There are many differing views on what the mobile Internet constitutes. Is it the existing Internet shrunk to the small screen of the mobile? Is it a new Internet with content and services created entirely for the mobile? What about mobile operators unlike on the PC-based Internet, the access to the world outside the walled gardens is still not a given. Will users really pay for things they get on the mobile phone? If not, what are the alternate business models? What is the equivalent of search and contextual advertising in the mobile space? Do users really want the Internet on the mobiles or would they prefer the entertainment options like music and TV? Who will be the Yahoos and Googles of the mobile Internet?
Docomos i-mode succeeded because it took an end-to-end approach and focused on building the ecosystem. It was, after all, the mobile operator with an existing large user base. Japanese users are also known to be tech-friendly. So, can the ideas that made Docomo succeed in Japan really be translated to other countries? After all, I-mode services in other parts of the world where Docomo has expanded havent really done very well.

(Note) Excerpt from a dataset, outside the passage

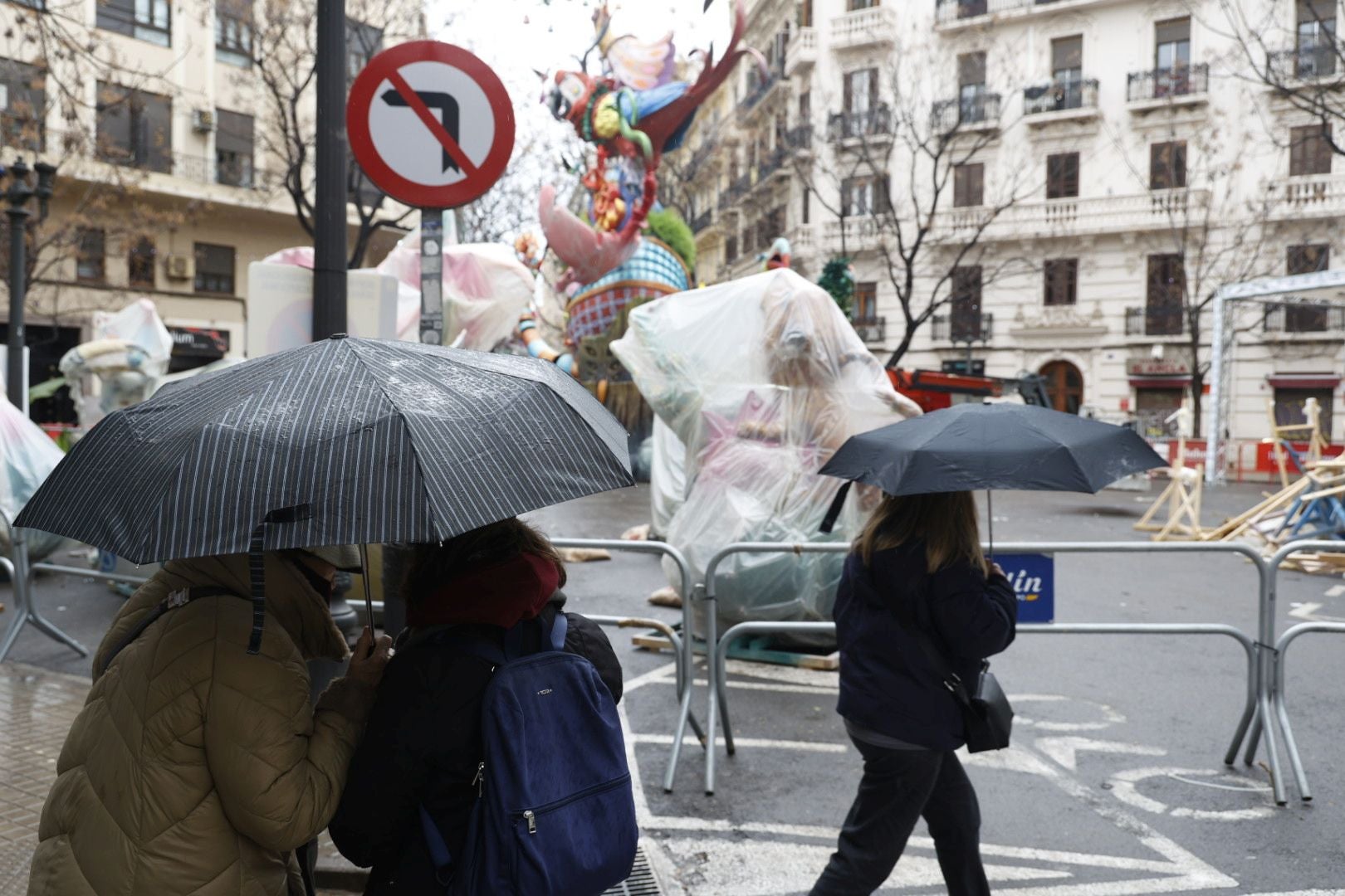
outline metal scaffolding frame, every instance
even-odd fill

Questions aplenty. As we go about addressing these questions and pondering the future of the mobile internet, let us begin by looking at what others have to say.
Walter Adamson wrote, in a post entitled The Mobile Internet should be pronounced Dead:
We all know, or perhaps we all dont, that a mobile phone is not a lounge room viewing experience, it is not a communal experience, it is not an Internet (PC) experience it is personal, personalisable, private, intimate, interactive and integrated with lifestyle.
Mobile Internet as a whole is a failure growth is a hard slog, there are no killer applications, consumers have become chilled because of previous bad experiences and failed expectations, and there is complete confusion between access and services and applications and open garden and Internet. Hence the reasons that the sales process, the retail conversations at the sharp end, are also in complete confusion and hence revert to the lowest common denominator price. And price for voice services at that.
We have to declare the Mobile Internet dead in order to be able to move on. The mental baggage of the Mobile Internet is a killer application a killer of commercial success.
Of course there have been successes, but these tend to prove the failure of Mobile Internet as commonly conceived.
Walter quotes Mike Gauba, an experience consultant on 3G and value. Mike believes that the Internet and Mobile Commerce are reverse paradigms.
The Internet expanded horizontally and then started witnessing some vertical growth, where as mobile commerce will first experience a vertical growth, which then will diffuse to become a horizontal market.
Mobile Internet is a fallacy in the short and medium-term.
Let us look from this perspective, that mobile solutions address the needs of those on the go. The needs on the go are very specific and hence limited. These specific needs will drive vertical applications.
When the mobile commerce active user market penetration reaches 60-80%, one will witness, hundreds of these applications addressing the different needs of different users. There will be a significant overlap of these applications and it is at that time, the market starts becoming horizontal.